El hecho de que las esporas no matasen a más gente guarda más relación con la física que con la biología. Y estos aspectos físicos del fenómeno son algo que las autoridades de todos los países deben saber, no sólo para sopesar la amenaza, sino también para dirigir con más eficacia a sus servicios secretos en su búsqueda de los terroristas.
Mencionemos, no obstante, otras amenazas biológicas. A mucha gente le preocupa la propagación de una enfermedad infecciosa. La viruela es mucho más mortífera que el ántrax, porque se propaga como una reacción en cadena. Si una persona infecta a diez, y cada una de éstas infecta a su vez a otras diez, y así sucesivamente, las cifras aumentan de forma exponencial: 1, 10, 100, 1000, 10.000, etc. En apenas nueve pasos, podría haber mil millones de afectados. En cambio, el ántrax no se contagia de una persona a otra, sino que únicamente mata a los pocos individuos que inhalen las esporas iniciales. En las granjas, las esporas de ántrax sólo se propagan cuando se liberan de cadáveres en descomposición, normalmente reses muertas en mitad del campo.

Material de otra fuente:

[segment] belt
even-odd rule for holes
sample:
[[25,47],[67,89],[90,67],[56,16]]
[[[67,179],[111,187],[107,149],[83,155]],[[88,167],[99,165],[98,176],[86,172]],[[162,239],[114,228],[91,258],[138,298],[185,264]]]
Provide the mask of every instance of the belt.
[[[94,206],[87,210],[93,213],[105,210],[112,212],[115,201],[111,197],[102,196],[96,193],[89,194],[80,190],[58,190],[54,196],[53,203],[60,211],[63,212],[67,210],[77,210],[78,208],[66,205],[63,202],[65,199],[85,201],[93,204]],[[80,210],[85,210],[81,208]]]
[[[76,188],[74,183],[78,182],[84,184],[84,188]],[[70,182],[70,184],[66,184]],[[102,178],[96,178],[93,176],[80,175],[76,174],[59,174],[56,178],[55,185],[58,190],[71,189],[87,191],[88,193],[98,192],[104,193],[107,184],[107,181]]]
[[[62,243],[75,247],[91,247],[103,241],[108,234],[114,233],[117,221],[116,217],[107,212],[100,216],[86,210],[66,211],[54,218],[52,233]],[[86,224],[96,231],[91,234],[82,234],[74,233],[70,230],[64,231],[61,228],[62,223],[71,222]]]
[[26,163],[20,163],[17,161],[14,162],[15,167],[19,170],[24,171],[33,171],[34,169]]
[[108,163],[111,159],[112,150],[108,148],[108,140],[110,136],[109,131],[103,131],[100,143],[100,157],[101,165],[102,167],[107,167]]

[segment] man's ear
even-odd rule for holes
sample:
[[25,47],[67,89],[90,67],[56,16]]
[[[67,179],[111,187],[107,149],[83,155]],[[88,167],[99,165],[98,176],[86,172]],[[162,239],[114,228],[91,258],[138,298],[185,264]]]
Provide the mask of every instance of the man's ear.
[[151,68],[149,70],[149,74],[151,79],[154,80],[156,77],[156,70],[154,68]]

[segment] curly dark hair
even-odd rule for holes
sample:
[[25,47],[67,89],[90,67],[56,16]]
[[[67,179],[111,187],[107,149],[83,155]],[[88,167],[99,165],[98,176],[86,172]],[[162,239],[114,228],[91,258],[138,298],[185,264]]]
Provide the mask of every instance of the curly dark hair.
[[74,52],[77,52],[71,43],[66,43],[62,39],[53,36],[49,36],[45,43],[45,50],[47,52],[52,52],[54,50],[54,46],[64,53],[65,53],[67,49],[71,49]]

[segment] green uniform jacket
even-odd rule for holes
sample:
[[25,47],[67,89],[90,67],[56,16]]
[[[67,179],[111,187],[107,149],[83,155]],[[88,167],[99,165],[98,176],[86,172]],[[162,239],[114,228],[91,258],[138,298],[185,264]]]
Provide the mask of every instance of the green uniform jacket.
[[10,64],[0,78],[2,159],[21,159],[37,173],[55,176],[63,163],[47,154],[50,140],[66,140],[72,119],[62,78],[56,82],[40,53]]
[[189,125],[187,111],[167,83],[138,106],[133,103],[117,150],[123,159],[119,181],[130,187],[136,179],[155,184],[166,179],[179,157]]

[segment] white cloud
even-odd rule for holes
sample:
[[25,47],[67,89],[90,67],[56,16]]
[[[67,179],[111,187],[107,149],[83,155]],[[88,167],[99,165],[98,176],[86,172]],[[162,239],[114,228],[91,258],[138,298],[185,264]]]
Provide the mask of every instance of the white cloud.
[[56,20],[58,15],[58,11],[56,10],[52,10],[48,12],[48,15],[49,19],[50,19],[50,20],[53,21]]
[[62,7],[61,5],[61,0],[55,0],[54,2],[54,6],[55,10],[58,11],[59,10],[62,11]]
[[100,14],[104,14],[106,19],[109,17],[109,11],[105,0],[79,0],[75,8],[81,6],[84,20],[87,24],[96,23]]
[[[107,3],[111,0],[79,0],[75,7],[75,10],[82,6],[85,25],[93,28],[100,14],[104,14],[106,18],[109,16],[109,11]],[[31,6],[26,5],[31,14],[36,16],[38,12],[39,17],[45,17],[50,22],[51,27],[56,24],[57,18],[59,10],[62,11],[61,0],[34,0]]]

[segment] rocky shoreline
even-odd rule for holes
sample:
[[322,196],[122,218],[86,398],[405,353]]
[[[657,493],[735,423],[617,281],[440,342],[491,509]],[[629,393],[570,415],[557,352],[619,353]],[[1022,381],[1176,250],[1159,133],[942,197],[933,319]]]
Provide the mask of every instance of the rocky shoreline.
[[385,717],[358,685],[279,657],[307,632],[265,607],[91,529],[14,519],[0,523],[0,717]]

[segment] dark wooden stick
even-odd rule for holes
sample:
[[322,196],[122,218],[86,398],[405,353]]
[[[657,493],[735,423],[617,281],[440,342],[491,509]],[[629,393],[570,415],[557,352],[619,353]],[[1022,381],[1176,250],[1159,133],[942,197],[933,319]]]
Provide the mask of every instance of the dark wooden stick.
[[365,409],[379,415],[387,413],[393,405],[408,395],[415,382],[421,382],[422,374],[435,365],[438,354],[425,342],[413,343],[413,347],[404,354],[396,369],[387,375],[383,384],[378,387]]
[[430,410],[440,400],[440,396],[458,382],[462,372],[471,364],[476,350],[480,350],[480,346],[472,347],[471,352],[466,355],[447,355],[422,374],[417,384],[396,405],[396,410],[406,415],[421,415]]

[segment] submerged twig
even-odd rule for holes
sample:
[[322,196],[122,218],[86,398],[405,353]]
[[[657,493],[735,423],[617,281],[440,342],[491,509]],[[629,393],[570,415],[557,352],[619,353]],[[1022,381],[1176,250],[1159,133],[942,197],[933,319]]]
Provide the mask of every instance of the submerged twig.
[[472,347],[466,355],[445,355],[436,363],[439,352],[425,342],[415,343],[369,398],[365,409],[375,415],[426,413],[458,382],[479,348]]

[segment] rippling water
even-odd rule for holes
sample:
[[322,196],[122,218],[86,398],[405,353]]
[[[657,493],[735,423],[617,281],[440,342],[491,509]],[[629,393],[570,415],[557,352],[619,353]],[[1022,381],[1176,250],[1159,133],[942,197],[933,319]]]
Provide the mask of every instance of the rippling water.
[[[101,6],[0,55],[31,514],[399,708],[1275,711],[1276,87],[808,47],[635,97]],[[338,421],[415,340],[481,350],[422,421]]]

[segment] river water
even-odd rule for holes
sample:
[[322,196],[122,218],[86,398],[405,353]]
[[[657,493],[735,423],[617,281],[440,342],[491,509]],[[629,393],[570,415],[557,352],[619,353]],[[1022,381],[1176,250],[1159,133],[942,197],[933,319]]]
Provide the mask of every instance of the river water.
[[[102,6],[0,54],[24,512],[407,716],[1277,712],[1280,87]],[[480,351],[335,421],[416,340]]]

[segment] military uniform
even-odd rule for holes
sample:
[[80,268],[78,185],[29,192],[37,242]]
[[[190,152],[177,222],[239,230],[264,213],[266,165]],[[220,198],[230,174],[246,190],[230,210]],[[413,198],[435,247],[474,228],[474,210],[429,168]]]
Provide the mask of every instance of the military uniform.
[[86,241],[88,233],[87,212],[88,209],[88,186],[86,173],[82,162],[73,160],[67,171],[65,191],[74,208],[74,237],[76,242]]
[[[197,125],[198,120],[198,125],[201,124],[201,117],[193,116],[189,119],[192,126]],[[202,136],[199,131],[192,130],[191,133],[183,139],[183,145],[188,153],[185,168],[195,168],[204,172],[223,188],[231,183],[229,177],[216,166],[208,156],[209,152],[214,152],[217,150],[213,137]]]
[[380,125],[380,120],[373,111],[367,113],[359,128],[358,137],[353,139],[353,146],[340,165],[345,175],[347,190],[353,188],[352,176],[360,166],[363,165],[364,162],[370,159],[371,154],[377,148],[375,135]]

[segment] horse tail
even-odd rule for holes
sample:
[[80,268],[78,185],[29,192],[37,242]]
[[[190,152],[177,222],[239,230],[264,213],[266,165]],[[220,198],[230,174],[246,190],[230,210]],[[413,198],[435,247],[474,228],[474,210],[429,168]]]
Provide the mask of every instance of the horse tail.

Las enfermedades contagiosas, como la viruela, representan un verdadero peligro, pero espero que cualquier terrorista que contemple semejante opción sea consciente de que un atentado con viruela no se limitaría a Estados Unidos, sino que se propagaría inevitablemente por todo el mundo. De hecho, es muy probable que Estados Unidos o Europa, dados sus avanzados sistemas de asistencia sanitaria, fuesen los que menos sufriesen. Las verdaderas víctimas de una pandemia de viruela serían los habitantes de los países en vías de desarrollo.
Mucha gente piensa que los atentados con ántrax de otoño de 2001 tuvieron éxito, esto es, que más o menos provocaron el número previsto de víctimas: cinco. Sin embargo, una conclusión igual de razonable es que fueron un fiasco.
Antes del 11-S solía pensarse que una cantidad muy pequeña de esporas de ántrax causaría una verdadera hecatombe. El 1 de septiembre de 2001 –bastante antes del envío de las cartas infectadas-, el Centro Suffield de Investigación para la Defensa, sito en la provincia canadiense de Alberta, publicó en Internet un estudio en el que se afirmaba que las esporas de ántrax contenidas en una carta podrían liberarse de manera muy eficaz en forma de aerosol mediante el simple acto de abrir el sobre. Según el informe, la dispersión de ántrax mediante cartas era “mucho más eficaz de lo que en un primer momento se había sospechado”; en los experimentos realizados al efecto, la apertura de sobres de prueba liberó más del 99% de las partículas susceptibles de inhalación. La conclusión del informe era que una dosis letal puede propagarse rápidamente por la habitación en la que se abra un sobre cargado con ántrax. Es posible que algún terrorista que navegase por Internet a comienzos de septiembre se encontrase con este estudio y decidiese ponerlo en práctica.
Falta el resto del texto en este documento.